The Kazan-based artist Zukhra Salakhova frequently turns to mythology in her creative practiсe and develops an original symbolic vocabulary. Her works rethink the conventional meanings of ornaments and patterns. The artist reads them as a narrative, deconstructs it into component images and reassembles them in new configurations. Zukhra’s medium of choice is textiles and embroidery, which she uses to make both highly time-consuming miniature artworks and large-scale installations — that both operate in a shared metaphorical, multi-tiered narrative.
Salakhova’s main material at the exhibition Wardrobe is textiles too. Fabrics come to serve as the connective link between different stories and images depicted in the artist’s works. Wardrobe is mostly understood to refer to
the entirety of one’s clothes, but it can be understood also as a temporary shell that the person tries on. Fabric thus becomes a universal matter that can take any shape or form — animate and inanimate, whole and fragmented, concrete and ambiguous. The artist employs it to convey the idea of transformation as a constant process
that affects literally everything.
Also called ‘metamorphosis’, this term can have varying meanings. In biology, for instance, it denotes the life stages of a living organism. Another interpretation confines it to an exclusively internal process.
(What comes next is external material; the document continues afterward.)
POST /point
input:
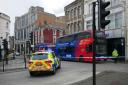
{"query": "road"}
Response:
(69, 73)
In the eponymous poem, Ovid describes change through a transformation of being and identity where the interrelation of the person
and nature is reaffirmed through mythology, mental and physical changes of form. The magical metamorphoses
in Ovid’s poem have acted as the starting point for this exhibition by Zukhra Salakhova. The descriptions by the Roman poet are not taken as fiction divorced from reality but as an illustration of real-life transformations, where nothing that exists goes away but changes into something else, transmutes. According to the artist, this perspective on the world challenges the anthropocentric view, reminds us of the connectedness of all creatures and objects,
and allows for some room for the magical and the incredible.
Each exhibition hall tells a separate story: Anthill, a textile installation, appears like a kaleidoscope with starkly bright bits, numerous details, and characters and situations flowing into each other. The next hall features figures
of running horses, wherein one can discern small silhouettes of moving people. They show emergence of one form from another as a rapid and unrelenting process. Yet another hall contains objects that seem abstract and encapsulate the throbbing of live. The stories narrated by Zukhra Salakhova are subtle and peculiar.
Her experiments with varied techniques and materials enable the artists to amalgamate many voices into a concurrent chorus, where each sound is distinct without discord.